Many of Flowers’ reflections were unsurprising, yet at the same time damning. Three separate firms audited the Britannia deal, and although the problems were spotted, they were deemed manageable. The interview with regulators when he was appointed Chairman was much less taxing than the mock interview he was given in preparation. And he never saw himself as a ‘banker’ per se – he was appointed Chairman more due to his ability to forge consensus and provide oversight. Plenty of other Chairmen, and indeed CEOs, do not have particular expertise in the sectors they move into.
There were some reactionary elements – like Flowers, I am no fan of the Daily Mail, but his over-extended metaphor went too far. Several of the scars he bears stem not from the Co-op but subsequent and related events, and there was a strong political undertone to the whole interview.

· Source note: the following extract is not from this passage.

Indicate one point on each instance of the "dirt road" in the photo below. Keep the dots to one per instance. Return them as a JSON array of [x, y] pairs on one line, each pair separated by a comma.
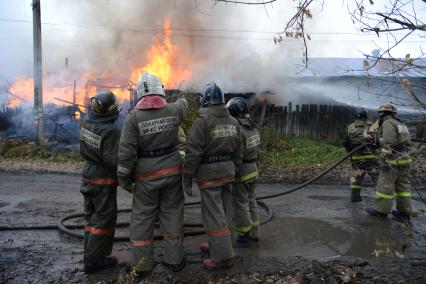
[[316, 236]]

But my overriding reaction was one of sadness. Here was a good man who was put into a position of power, who has since had his life picked apart in public. Was Flowers out of his depth? Probably. But he was vetted by the Group and regulators – and most of his decisions were supported by supposedly independent analysis. While he is undoubtedly the scapegoat, there is little sign that things would have been any different with someone else at the helm. Simply being in the position of running a bank has also left its mark on him – most telling was the revelation that his drug use only started after taking the helm at the Bank.
As Flowers himself said, decades ago bankers were respected, decent people, doing their best for their institutions and communities. He thinks there is a strong cadre now that adopts a much more selfish stance, focused on their own gratification; this is a view I can subscribe to all too readily, based on my own experience. But if as good a man as Flowers can be so affected by the industry, what chance do others have?
Paul Flowers is not a role model that anyone in financial services would advocate. But he does represent a crucial wake-up call for regulators – and to be frank, everyone else too. For all the regulations and capital requirements and extra scrutiny, the culture of banking remains poisonous and contagious. And until we change that, I am not sure we will ever be able to genuinely claim that we have learnt the lessons of the financial crisis.